Dans ce film, comme dans la véritable affaire du père Preynat et de celui qui a couvert ses agissements, le cardinal de Lyon, Monseigneur Barbarin, tous ces hommes violés regrettent la même chose : leur silence. Parce qu’ils sentent que la chape de plomb qui les a recouverts a condamné d’autres enfants à subir la même chose. Leur combat, désormais adulte, est de faire éclater leur vérité au grand jour, quittes à s’exposer. Quittes à embrasser la honte qui les a habités toute leur vie. La honte d’avoir été violé. Pour que plus jamais ces actes puissent se reproduire.
Les membres de La Parole libérée, dissoute en mars 2021, sont parmi les premiers à avoir demandé la dissolution complète de la Conférence des évêques de France (CEF). Le "rapport Sauvé" ne la recommandait pas – catégoriquement refusée par la CEF, alors qu’ils étaient des centaines à l’exiger – mais pointait du doigt sa responsabilité dans la protection des prêtres pédocriminels. La raison ? Protéger l'Église, quoi qu’il en coûte, même au prix de viols et abus d’enfants.
L'association lyonnaise a sorti un livre en mars dernier, Marianne, n'entends-tu pas tes enfants pleurer ?. L'ouvrage revient sur la pédocriminalité dans l'Église et ailleurs : "un livre d'information pour qu'on ne puisse plus dire : 'Je ne savais pas'. Un livre de combat pour que nous changions ensemble la vie de millions d'enfants."
Prévenir pour mieux guérir
L’assistance. Voilà ce que les membres de La Parole libérée auraient voulu incarner, avant de grandir et de laisser croître en eux le courage nécessaire. C’est d’un point de vue rare que la série Ainsi soient-ils (2012-2015), créée par David Elkaïm, Bruno Nahon, Vincent Poymiro et Rodolphe Tissot, choisit de traiter du sujet de la pédophilie dans l'Église.
Cette œuvre se concentre sur les parcours de cinq prétendants à la prêtrise, entrés au séminaire des Capucins à Paris, à notre époque. La Ciase souligne, dans ses recommandations, l’improbable négligence actuelle de l'Église dans la sélection, puis formation, des futurs ecclésiastiques. Pas un mot sur les sciences humaines. Pas un mot sur les droits de l’enfant. Pas un mot sur l’éducation sexuelle. Bref, un manque de réalité critique face à notre société actuelle. Cette série permet d’en avoir la preuve, puisqu’elle se base sur des parcours réels.

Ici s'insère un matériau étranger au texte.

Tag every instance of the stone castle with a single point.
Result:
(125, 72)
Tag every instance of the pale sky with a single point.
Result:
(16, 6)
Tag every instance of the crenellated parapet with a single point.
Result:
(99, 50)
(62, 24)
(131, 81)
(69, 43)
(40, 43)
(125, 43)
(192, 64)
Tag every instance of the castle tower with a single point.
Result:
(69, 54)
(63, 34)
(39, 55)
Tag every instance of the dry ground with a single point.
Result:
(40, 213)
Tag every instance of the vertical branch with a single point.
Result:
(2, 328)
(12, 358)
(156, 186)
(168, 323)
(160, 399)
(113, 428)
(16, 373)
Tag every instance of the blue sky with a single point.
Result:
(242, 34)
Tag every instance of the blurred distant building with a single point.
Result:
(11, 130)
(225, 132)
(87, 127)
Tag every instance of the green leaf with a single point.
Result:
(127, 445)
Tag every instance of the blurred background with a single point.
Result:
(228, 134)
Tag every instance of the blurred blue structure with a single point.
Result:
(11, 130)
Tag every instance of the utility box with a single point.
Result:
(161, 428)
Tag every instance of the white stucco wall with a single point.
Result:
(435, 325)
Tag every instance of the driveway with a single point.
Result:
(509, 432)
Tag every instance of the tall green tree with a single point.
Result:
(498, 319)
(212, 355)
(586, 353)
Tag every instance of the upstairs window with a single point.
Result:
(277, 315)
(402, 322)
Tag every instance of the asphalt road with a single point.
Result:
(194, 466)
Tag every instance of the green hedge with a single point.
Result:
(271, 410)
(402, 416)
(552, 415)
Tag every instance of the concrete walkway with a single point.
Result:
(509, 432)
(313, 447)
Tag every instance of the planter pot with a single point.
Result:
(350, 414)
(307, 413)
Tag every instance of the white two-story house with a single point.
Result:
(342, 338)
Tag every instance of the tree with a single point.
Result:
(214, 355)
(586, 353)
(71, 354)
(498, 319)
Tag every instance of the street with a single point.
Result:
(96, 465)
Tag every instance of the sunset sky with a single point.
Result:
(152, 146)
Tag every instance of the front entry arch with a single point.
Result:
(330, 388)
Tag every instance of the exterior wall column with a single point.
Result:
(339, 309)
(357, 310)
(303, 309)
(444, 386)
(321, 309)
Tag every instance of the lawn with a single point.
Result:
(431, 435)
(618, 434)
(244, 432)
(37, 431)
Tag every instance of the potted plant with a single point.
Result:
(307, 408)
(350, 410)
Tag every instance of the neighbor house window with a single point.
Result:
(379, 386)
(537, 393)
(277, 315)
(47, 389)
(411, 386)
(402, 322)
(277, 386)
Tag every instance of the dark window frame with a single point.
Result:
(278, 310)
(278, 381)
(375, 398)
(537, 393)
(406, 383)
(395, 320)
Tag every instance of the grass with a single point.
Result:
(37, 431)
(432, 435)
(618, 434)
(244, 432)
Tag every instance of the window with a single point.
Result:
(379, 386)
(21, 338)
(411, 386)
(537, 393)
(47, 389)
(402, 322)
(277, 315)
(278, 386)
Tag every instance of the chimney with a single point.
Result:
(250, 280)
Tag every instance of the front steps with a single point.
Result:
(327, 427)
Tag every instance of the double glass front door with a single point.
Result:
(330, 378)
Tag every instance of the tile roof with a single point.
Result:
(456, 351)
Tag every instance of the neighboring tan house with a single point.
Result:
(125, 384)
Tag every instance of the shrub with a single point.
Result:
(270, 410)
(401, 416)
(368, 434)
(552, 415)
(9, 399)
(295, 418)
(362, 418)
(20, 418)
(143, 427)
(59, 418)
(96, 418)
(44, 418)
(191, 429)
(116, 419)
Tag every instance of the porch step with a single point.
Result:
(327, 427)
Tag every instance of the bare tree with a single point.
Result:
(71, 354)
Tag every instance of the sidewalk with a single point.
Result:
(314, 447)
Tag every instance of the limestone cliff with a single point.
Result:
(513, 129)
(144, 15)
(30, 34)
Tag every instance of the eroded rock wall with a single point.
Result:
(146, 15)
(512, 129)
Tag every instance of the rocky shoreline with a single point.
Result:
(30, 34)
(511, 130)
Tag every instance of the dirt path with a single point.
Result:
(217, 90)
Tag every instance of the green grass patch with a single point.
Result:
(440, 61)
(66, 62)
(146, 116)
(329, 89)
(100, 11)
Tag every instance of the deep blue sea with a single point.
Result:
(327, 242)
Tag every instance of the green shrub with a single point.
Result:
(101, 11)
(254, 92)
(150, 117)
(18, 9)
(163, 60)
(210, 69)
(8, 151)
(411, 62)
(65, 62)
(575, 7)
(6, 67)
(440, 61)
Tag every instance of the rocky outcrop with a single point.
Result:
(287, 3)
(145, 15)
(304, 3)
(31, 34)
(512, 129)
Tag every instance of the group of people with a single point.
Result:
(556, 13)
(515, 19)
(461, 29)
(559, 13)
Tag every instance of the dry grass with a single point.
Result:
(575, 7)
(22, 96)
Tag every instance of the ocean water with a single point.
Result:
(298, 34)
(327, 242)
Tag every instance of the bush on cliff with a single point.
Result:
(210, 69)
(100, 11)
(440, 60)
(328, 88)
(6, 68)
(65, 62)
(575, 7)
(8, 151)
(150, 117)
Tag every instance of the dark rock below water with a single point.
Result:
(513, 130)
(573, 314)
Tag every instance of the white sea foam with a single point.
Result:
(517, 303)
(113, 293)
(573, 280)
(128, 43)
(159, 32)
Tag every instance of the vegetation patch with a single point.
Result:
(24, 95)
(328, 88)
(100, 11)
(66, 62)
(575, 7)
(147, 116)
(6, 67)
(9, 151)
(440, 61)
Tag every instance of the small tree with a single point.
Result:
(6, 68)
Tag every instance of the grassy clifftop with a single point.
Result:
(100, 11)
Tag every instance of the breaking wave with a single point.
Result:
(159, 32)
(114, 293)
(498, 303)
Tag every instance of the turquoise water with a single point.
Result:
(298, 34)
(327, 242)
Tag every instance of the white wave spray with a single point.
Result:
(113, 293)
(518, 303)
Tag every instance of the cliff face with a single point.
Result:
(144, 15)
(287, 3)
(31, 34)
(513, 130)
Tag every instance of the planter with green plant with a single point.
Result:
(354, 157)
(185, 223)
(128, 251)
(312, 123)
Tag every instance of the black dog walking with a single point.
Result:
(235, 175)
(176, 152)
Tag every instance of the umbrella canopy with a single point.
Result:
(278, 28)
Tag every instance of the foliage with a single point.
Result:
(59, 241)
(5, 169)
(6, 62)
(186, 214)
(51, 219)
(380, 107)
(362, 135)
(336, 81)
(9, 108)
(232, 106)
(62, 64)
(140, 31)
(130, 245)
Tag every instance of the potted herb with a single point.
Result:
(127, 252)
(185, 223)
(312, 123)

À l’occasion de la troisième saison, la série française fait entrer en jeu un prêtre fraîchement arrivé dans une paroisse. Rapidement, il prend connaissance des soupçons tournant autour de son supérieur hiérarchique. Jusqu’à le surprendre. Très vite, il tente d’en informer le diocèse, puis l’évêque, jusqu’à l'Église de France.
Réponse ? Le silence et le rejet. Ce que la Ciase qualifie, dans son "rapport Sauvé", de "responsabilité institutionnelle" de l'Église à avoir couvert, et donc laissé faire, les abus sexuels en son sein.